Why builders should care (even if you ignore the hype)
Even if you’re skeptical of the “Web 4.0” label, the underlying product insight is strong: agentic systems need economic and permission rails.
- Agent-first UX: pricing, receipts, and access should be machine-readable.
- Payments as an API: the ability to pay-per-request enables autonomous usage patterns.
- Credentials don’t scale: API keys and human onboarding break down when agents explode in number.
Enterprise reality check: governance and safety
Enterprises won’t adopt “agents that can pay and deploy” without governance.
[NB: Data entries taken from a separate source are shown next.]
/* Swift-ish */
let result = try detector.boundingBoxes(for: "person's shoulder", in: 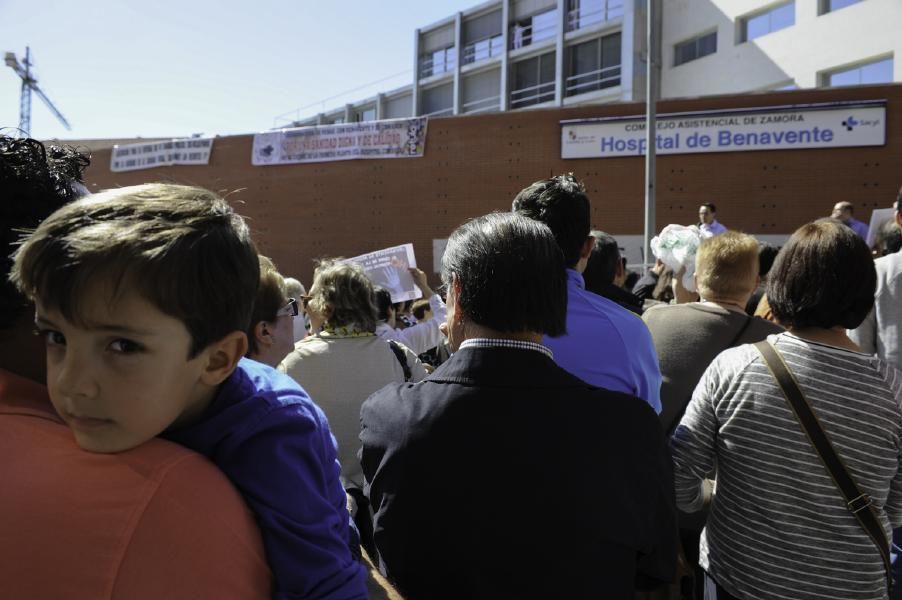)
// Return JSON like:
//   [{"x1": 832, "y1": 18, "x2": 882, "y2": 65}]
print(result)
[
  {"x1": 230, "y1": 358, "x2": 325, "y2": 426},
  {"x1": 569, "y1": 385, "x2": 660, "y2": 433},
  {"x1": 874, "y1": 251, "x2": 902, "y2": 278},
  {"x1": 642, "y1": 302, "x2": 693, "y2": 320},
  {"x1": 749, "y1": 316, "x2": 786, "y2": 339}
]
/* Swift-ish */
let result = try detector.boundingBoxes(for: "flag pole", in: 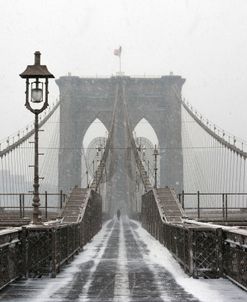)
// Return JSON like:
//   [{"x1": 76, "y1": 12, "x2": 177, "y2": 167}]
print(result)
[{"x1": 119, "y1": 52, "x2": 122, "y2": 74}]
If agents can transact at machine speed, you need hard controls:
- Spending limits (per action / per day / per project)
- Policy engine (allow/deny rules, approvals for high-risk actions)
- Audit logs that are tamper-evident and easy to review
- Security boundaries to prevent prompt-injection leading to secrets exfiltration or unwanted purchases
So the likely “real” future is not fully unbounded autonomy—it’s bounded autonomy with strong guardrails, where payment rails exist but are policy-controlled.
Tools & platforms
- Essay: web4.ai — WEB 4.0
- X thread (summary + media): @0xSigil thread
- Conway Terminal (npm): conway-terminal
- Automaton (GitHub): Conway-Research/automaton
- openx402: openx402.ai
FAQ
What is Web 4.0?
In this framing, Web 4.0 is an internet where AI agents are primary users—able to read, write, own, earn, and transact without a human manually approving every action.
What is x402?
x402 is described as a payment-native request pattern using HTTP 402 Payment Required plus cryptographic payments (often via stablecoins) to buy access to services per request.
Why do payments matter for AI agents?
Because autonomous agents need to continuously purchase compute, inference, and infrastructure. Human-managed billing doesn’t scale to millions or billions of agents.
Is this safe?
It can be—if autonomy is bounded by policy: spending limits, approvals, auditability, and strong defenses against prompt injection and misaligned incentives.